The dispute centres on a flat at Sea View Villa on Brookhill Road in Ramsey for which Vicki Ann Skellcorn was the leasehold owner.

She alleges the the management company which owned the freehold breached the conditions of her lease by failing to properly maintain the property.

Ms Skellcorn contended that, as long ago as November 2018, Ramsey Town Commissioners became concerned about the condition of the building - and after an inspection instructed the freehold owner to carry out repairs.

During the course of 2019 she sent no fewer than eight letters to AA Property Management Ltd requiring them to bring the property into an acceptable state of repair.

Following the respondent’s alleged failure to act, she began legal proceedings which included a claim for general damages.

The case came before Deemster John Needham in September 2020 when he made it clear that the matter would best be resolved by the parties agreeing to mediate.

But almost five years later, the matter was brought back before the Deemster as the parties had not managed to resolve their differences.

This time, he ruled that the personal injury part of the claim be struck out due to the length of time that had elapsed.

But Ms Skellcorn appealed and the appeal court has now ruled in her favour.

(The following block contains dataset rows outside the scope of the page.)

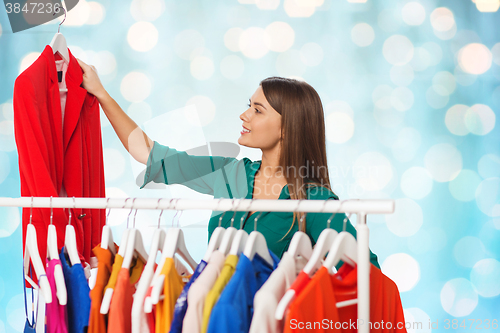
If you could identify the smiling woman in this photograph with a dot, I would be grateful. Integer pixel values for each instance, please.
(285, 120)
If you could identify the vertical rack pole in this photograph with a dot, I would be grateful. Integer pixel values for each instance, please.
(363, 274)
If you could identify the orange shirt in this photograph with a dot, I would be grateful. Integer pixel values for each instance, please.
(315, 307)
(97, 321)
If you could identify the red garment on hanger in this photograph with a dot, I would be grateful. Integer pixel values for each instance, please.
(53, 152)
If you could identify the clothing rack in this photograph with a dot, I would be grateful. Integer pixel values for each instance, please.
(359, 207)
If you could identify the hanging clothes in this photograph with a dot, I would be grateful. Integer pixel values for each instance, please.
(78, 295)
(59, 155)
(318, 300)
(181, 304)
(56, 318)
(98, 321)
(199, 290)
(233, 312)
(267, 298)
(214, 293)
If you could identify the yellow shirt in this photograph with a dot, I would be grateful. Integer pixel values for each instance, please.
(172, 288)
(214, 294)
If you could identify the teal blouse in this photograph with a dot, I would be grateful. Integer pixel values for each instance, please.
(228, 177)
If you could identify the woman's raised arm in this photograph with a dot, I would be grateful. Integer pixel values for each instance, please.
(133, 138)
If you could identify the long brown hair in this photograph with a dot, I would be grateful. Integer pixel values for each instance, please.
(303, 132)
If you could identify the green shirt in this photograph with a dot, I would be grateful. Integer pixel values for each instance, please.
(228, 177)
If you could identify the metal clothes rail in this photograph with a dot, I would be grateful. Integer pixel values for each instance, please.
(359, 207)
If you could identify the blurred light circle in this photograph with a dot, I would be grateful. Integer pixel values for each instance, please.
(97, 12)
(299, 8)
(381, 96)
(114, 164)
(10, 218)
(443, 161)
(479, 119)
(402, 75)
(475, 58)
(403, 269)
(446, 80)
(232, 67)
(421, 59)
(267, 4)
(398, 50)
(435, 52)
(140, 112)
(339, 127)
(455, 119)
(489, 166)
(289, 64)
(406, 219)
(495, 51)
(468, 250)
(485, 277)
(362, 34)
(413, 13)
(232, 39)
(463, 78)
(28, 60)
(402, 98)
(311, 54)
(416, 183)
(463, 187)
(372, 171)
(142, 36)
(186, 42)
(437, 96)
(254, 42)
(442, 19)
(458, 297)
(488, 196)
(147, 10)
(135, 87)
(406, 144)
(202, 68)
(203, 111)
(281, 36)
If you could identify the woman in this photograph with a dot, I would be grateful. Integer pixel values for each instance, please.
(285, 120)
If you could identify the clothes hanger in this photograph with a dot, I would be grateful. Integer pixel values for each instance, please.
(256, 244)
(323, 245)
(215, 240)
(108, 294)
(107, 236)
(32, 255)
(138, 304)
(135, 245)
(228, 235)
(53, 253)
(58, 43)
(70, 241)
(174, 244)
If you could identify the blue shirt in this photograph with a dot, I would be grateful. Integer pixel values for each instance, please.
(234, 310)
(78, 295)
(181, 304)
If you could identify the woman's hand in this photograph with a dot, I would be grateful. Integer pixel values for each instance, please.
(91, 81)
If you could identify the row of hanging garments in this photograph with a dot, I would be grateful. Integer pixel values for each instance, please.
(238, 286)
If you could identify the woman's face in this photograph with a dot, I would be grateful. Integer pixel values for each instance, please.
(261, 123)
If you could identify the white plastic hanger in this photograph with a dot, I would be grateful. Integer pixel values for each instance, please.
(323, 245)
(107, 236)
(174, 244)
(58, 43)
(70, 241)
(108, 294)
(53, 253)
(31, 254)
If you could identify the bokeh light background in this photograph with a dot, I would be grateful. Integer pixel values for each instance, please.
(411, 92)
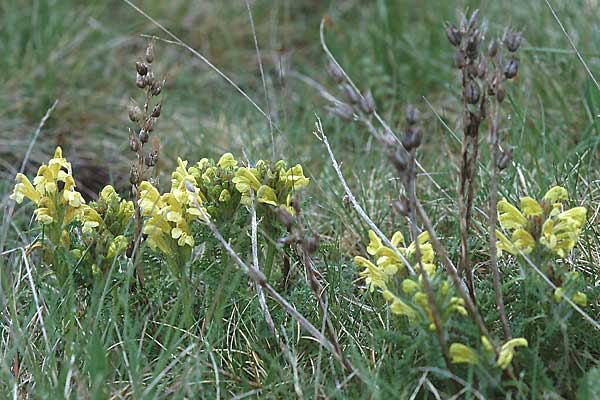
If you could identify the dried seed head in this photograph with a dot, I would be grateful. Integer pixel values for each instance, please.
(512, 40)
(143, 136)
(504, 159)
(150, 159)
(156, 111)
(311, 244)
(342, 111)
(367, 102)
(141, 68)
(350, 93)
(412, 138)
(335, 71)
(459, 59)
(140, 81)
(453, 34)
(150, 52)
(402, 205)
(411, 114)
(156, 87)
(500, 94)
(135, 113)
(472, 92)
(511, 68)
(493, 48)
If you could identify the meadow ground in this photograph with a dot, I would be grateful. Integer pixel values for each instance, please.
(106, 338)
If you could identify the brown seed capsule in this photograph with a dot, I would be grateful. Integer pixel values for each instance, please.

In a judgment, it concluded that the Deemster erred in striking out the personal injuries part of the claim.

The appeal court said consideration should have been given to an alternative to the sanction of striking out.

One such alternative, it said, could have been for the Deemster to proceed to try the action regarding ‘the bricks and mortar’ and adjourn the question of damages for personal injury to a later date.